Through this process, you can help the word embedding user to reduce the bias of this data set.
Bias has become one of the hottest areas of machine learning research over the past few years, and frameworks for detecting and correcting model bias are emerging.
Local interpretable model-agnostic explanations (lime) can be used to understand why a model provides a specific **. Lime works with any model and provides a human-understandable explanation for a given**.
FairML is a toolbox that audits models by quantifying the relative importance of model inputs. Subsequently, this relative importance can be used to assess the fairness of the model. FairML also works with any black box model.
In many cases, machine learning models are a black box. You can give it input and observe its output, but the way these models map inputs to outputs is hidden in the trained model. Explainable models can help expose the way machine learning models arrive at their conclusions, but until these models are universally applied, another alternative is human-machine looping.
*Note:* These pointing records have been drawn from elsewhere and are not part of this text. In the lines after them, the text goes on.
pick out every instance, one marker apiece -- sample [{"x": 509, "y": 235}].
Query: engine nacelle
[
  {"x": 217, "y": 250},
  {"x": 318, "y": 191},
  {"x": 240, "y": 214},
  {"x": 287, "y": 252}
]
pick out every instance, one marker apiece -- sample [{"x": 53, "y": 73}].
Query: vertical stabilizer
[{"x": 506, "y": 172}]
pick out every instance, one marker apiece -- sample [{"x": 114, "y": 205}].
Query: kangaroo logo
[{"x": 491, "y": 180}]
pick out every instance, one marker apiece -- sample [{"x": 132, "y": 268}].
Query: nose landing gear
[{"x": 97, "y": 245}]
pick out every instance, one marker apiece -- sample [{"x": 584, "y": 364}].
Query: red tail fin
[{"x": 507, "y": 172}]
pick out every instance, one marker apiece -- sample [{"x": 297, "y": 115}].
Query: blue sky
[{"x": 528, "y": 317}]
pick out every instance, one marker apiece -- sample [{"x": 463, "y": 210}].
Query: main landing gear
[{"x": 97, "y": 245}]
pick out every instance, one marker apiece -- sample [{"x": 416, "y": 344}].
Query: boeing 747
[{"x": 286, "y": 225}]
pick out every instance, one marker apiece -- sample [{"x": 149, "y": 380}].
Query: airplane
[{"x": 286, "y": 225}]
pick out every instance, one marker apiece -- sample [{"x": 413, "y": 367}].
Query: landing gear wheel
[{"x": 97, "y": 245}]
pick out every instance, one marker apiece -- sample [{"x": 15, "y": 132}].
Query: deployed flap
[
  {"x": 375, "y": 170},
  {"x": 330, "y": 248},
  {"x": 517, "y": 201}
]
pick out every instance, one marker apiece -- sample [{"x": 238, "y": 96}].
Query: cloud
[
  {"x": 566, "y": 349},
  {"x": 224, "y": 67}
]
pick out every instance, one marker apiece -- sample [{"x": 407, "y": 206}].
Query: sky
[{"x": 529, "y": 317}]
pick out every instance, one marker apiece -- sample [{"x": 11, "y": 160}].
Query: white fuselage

Human-in-the-loop is a hybrid model that connects traditional machine learning with humans monitoring the results of a machine learning model. This allows one to observe when an algorithm is adopted or when there is a dataset bias. Recall how Microsoft used crowdsourcing to validate its word embedding bias findings, suggesting that human-in-the-loop is a practical hybrid model that can be adopted. Fairness is a double-edged sword, and there is still no consensus on the mathematical definition of fairness. We can adopt the four-fifths rule or other equality measures, but the shortcomings will soon follow.
Until we are able to build fully transparent and explainable models, we will still need to rely on various toolsets to measure and correct bias in machine learning models. Thankfully, these toolsets are feature-rich, with a large number of fairness metrics and bias correction algorithms.